Arthur Hayes Warns Hyperliquid's Token Burn Strategy May Lose to Wall Street
BitMEX co-founder Arthur Hayes cautions that Hyperliquid's use of trading fees to burn tokens exposes it to market share losses.

Arthur Hayes, co-founder of BitMEX, has warned that Hyperliquid's core value driver—using trading fees to burn its native token—may leave the protocol vulnerable to competition from traditional Wall Street entrants into the perpetual swaps market.
In a recent commentary, Hayes argued that the token burn mechanism, while initially attractive for price appreciation, does not provide a sustainable moat. As large financial institutions develop their own perpetual swap platforms, Hyperliquid could lose market share if it continues to rely primarily on buyback-and-burn economics.
Competitive Landscape
Hyperliquid has been one of the fastest-growing decentralized perpetual exchanges, but its fee model differs from many competitors.

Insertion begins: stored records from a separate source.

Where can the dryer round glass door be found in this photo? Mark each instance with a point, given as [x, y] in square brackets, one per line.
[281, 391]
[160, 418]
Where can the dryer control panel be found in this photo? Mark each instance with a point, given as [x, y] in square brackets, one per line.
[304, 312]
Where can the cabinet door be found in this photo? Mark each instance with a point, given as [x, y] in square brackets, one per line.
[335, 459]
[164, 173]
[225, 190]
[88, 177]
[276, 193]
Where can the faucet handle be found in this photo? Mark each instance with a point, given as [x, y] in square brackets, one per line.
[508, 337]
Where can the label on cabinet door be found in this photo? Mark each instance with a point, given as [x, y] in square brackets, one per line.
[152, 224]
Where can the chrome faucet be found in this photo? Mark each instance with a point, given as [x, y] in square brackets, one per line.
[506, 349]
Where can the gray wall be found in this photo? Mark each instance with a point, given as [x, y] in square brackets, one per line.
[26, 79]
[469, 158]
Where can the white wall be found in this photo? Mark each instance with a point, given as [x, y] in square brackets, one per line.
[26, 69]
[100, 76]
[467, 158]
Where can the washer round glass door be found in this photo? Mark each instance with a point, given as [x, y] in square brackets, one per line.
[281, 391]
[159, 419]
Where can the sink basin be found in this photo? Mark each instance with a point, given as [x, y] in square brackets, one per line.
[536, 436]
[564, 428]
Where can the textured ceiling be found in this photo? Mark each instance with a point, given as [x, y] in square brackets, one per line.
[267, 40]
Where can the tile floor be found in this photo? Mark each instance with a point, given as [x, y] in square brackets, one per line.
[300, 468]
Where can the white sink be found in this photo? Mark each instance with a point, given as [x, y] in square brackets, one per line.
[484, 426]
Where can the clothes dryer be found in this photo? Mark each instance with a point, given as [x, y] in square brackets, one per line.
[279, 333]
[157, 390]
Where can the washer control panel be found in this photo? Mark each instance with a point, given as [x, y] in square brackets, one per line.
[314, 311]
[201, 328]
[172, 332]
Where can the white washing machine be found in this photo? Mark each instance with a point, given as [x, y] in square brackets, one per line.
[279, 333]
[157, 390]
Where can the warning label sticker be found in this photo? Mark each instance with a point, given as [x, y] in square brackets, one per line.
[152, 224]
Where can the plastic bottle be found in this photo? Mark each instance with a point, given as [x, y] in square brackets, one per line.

Hayes suggests that Wall Street firms can offer similar products with greater liquidity and regulatory clarity, potentially drawing users away from DeFi alternatives.
The warning comes as the broader crypto market sees increasing interest from traditional finance. Perpetual swaps remain a dominant product in crypto derivatives, and their expansion into regulated venues could reshape the competitive dynamic.